Meanwhile, Hae-byeol temporarily stays at Sam-soon’s house, and Hae-byeol and Ha-dam come to spend lots of time together around the village. At the blueberry farm, Ha-dam shows Hae-byeol how to pick blueberries, and she also takes Hae-byeol to a nearby river for their private picnic. Seeing a lot of herself from Hae-byeol, Ha-dam wants Hae-byeol to have a happy life, and that eventually prompts Ha-dam to commit a dishonest thing at one point.
This action of hers seems harmless at first, but, not so surprisingly, it inadvertently leads to a very serious circumstance, and that is where the movie becomes a little more intense than before. Not only Ha-dam but also some other characters in the film have to face the consequence of their actions in the end, and the movie firmly holds our attention as arriving at its expected climax moment.
It surely helps that the movie is supported well by its small group of performers. Jeong Ha-dam, who previously impressed me and other audiences a lot through her unforgettable performance in “Steel Flower”, did another terrific job here in this film, which is a warmer and gentler extension of what she demonstrated in “Steel Flower”. While she looks more outgoing and peaceful than before, Ha-dam is usually as reticent as before, and Jeong ably conveys her character’s thoughts and feelings to us via subtle touches of her nuanced performance.
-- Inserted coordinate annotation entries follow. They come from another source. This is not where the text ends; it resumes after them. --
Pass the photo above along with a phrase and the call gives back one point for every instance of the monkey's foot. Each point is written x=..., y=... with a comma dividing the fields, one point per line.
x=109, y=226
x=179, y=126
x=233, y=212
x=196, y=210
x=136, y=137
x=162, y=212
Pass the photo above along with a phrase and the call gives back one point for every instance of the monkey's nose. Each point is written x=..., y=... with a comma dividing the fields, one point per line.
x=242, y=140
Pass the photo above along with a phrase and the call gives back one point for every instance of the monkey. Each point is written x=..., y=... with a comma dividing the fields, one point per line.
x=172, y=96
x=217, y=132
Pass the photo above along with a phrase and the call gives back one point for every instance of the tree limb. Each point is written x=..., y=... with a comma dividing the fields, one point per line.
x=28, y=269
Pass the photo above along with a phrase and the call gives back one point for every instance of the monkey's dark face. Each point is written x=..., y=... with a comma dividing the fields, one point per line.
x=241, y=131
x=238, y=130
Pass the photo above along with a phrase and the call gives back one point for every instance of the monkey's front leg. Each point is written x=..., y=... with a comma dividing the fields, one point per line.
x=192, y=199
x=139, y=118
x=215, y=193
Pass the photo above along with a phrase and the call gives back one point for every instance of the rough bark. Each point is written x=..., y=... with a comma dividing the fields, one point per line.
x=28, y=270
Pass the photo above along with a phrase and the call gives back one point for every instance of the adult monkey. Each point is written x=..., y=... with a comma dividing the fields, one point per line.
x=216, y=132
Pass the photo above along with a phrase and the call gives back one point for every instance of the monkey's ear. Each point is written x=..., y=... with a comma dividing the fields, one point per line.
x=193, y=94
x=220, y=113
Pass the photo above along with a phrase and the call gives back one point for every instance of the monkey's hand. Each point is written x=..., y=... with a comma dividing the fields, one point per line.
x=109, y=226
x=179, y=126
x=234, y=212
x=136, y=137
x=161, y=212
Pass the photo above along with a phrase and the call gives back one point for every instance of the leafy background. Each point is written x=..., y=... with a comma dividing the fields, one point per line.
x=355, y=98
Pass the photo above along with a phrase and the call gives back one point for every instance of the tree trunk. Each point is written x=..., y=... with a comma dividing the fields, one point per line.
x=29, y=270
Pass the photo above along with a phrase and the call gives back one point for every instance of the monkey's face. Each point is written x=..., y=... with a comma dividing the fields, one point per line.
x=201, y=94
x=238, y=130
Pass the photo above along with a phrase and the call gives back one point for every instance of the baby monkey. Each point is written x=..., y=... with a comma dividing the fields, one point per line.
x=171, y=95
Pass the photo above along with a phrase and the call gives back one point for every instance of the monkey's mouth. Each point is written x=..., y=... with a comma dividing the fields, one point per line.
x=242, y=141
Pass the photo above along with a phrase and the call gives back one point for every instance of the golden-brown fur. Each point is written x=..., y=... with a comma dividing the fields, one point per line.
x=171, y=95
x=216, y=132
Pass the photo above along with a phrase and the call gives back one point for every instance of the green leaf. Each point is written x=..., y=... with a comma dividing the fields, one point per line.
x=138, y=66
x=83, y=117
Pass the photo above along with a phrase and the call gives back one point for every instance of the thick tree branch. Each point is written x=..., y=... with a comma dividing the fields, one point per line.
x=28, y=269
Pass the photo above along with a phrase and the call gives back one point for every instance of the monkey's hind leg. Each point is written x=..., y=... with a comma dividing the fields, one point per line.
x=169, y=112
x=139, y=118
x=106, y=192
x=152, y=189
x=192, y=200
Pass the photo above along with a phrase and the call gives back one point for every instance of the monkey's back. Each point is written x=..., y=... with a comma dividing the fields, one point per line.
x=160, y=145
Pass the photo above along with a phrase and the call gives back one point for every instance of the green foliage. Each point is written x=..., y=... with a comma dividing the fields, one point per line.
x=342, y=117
In case of young performer Jang Ha-geum, she is plucky and likable in her unadorned performance, and she holds her own place well besides her co-performer. During a wonderful nocturnal scene involved with a certain object from “Steel Flower”, Jeong and Jang effortlessly show the growing relationship between their characters, and I could not help but touched by the sound made from that object, mainly because I still remember well how poignant it felt in “Steel Flower”.
The other cast members of the film are also solid in their respective roles. Jeong Eun-kyeong quietly radiates kindness and generosity, and the cordial relationship between her character and Ha-dam feels palpable even though the movie does not explain much about their relationship. While Park Myung-hoon and Kim Tae-hee are as simple-minded as required, Park Hyun-young brings some human complexity to her role, and she has a good scene when her character becomes conflicted about her unethical action later in the story.
Because I have not yet watched “Wild Flowers”, I cannot say whether “Ash Flower” is the best one in the trilogy or not, but I can tell you instead that it is another engaging work from Park Seok-yeong and Jeong Ha-dam. They give us one vividly human character to remember, and the movie is certainly a satisfying finishing touch to their trilogy on the whole.